Gas-phase spectroscopy on large molecules confirms their structure

The first infrared (IR) spectroscopic investigation of a ’seriously large’ gas phase protein has been completed.

IR spectroscopic studies on proteins have traditionally been carried out on solutions. Scientists have long wanted to carry out similar investigations in the gas phase because this gives fundamental information about the protein without the solvent causing any environmental effects. In the gas phase it is also easy to resolve and isolate different charged states of a molecule - something that can’t be done in solution and which therefore offers entirely new and unique information about a protein.
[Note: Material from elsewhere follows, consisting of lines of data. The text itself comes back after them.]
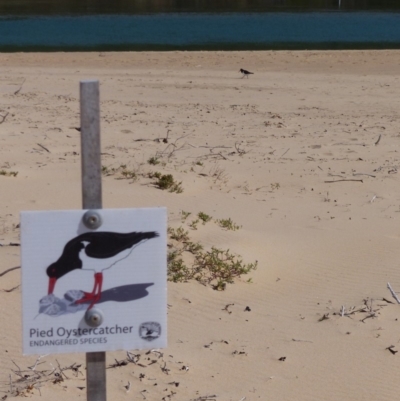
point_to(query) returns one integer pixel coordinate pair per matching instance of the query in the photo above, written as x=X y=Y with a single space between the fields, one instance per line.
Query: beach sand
x=303 y=156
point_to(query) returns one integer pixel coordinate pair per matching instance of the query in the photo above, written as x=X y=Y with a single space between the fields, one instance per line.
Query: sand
x=303 y=156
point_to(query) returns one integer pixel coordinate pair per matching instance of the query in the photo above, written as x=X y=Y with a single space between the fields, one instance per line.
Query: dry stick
x=4 y=117
x=9 y=270
x=369 y=175
x=330 y=182
x=17 y=91
x=47 y=150
x=393 y=293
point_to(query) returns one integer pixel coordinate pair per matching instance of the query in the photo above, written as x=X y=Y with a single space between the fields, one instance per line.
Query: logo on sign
x=150 y=331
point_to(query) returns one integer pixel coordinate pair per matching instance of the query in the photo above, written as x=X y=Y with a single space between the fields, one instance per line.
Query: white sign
x=119 y=269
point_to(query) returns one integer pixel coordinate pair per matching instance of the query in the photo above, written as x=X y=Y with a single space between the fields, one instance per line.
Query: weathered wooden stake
x=92 y=199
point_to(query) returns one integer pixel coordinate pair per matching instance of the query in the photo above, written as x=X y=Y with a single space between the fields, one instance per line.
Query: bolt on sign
x=91 y=290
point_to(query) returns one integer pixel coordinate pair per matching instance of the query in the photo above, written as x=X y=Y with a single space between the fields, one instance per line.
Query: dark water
x=48 y=25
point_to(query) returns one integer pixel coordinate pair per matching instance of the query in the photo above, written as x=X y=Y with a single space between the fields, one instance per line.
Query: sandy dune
x=303 y=156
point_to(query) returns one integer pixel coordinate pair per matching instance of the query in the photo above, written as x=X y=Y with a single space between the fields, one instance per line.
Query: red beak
x=52 y=283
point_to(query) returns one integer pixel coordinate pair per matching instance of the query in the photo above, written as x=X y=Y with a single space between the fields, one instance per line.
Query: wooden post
x=92 y=199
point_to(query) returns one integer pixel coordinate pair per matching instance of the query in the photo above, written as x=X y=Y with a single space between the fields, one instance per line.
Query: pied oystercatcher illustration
x=245 y=73
x=97 y=251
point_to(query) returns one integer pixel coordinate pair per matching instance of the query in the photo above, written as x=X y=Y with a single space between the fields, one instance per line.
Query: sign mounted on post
x=94 y=282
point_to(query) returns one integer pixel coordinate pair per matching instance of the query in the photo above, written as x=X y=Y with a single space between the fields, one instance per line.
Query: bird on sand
x=96 y=251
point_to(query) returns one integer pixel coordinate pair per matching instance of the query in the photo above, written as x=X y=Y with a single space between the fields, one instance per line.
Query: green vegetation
x=185 y=215
x=122 y=172
x=228 y=224
x=216 y=267
x=205 y=218
x=166 y=181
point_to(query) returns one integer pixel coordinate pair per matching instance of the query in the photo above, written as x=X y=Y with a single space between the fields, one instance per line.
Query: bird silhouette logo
x=95 y=251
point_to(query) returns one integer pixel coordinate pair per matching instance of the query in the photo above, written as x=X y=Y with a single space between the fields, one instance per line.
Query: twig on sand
x=301 y=341
x=369 y=175
x=9 y=270
x=3 y=118
x=330 y=182
x=394 y=295
x=287 y=150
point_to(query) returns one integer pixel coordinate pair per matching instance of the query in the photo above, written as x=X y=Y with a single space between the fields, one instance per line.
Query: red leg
x=95 y=295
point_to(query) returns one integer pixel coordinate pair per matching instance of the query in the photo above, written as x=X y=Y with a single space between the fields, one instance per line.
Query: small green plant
x=228 y=224
x=193 y=247
x=205 y=218
x=129 y=174
x=8 y=173
x=178 y=234
x=167 y=181
x=185 y=215
x=122 y=172
x=218 y=267
x=193 y=224
x=153 y=161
Previously direct IR absorption of gas-phase ions has not been feasible, due to the limited number of ions (typically 106) that can be conveniently prepared, purified, and trapped for optical interrogation.

Gert von Helden from the Max Planck Gesellschaft Berlin, Germany, and colleagues from the US and the Netherlands have now overcome this problem by means of multiphoton dissociation using the free-electron laser facility FELIX at the Foundation for Fundamental Research on Matter Institute, in Rijnhuizen, the Netherlands.

Von Helden and his colleagues have obtained the first mid-IR action spectrum of a gas-phase protein (cytochrome c), and have found that it shows the same features of amide I and amide II as the solution spectrum. This provides the most direct evidence to date of the inherent stability of protein structure in the absence of any solvent water molecules.

Excited by the implications of the work, Alan Marshall, part of the team from the National High Magnetic Field Laboratory in Florida, US, comments: ’It will now be possible to determine not only intrinsic structures of peptides and proteins (zwitterions, salt bridges, effect of charge state on conformation), but also to probe the nature of binding of metal ions and drugs, as well as protein:protein complexes’. John Simons, an expert on gas phase biomolecules from Oxford University, UK, agrees with the significance of the work, commenting ’the authors should be congratulated on a considerable experimental achievement’.

Experimentalists are now waiting for theorists to catch up before the spectra of other big molecular ions can be interpreted.

More calculations about molecular oscillations are needed, and as von Helden says, ’such calculations are currently difficult for molecules with more than about 100 atoms because of the non-linear scaling of the computational costs with system size. Thus, access to experimental IR spectra of large molecules will necessarily drive the improvement of the molecular modelling algorithms’.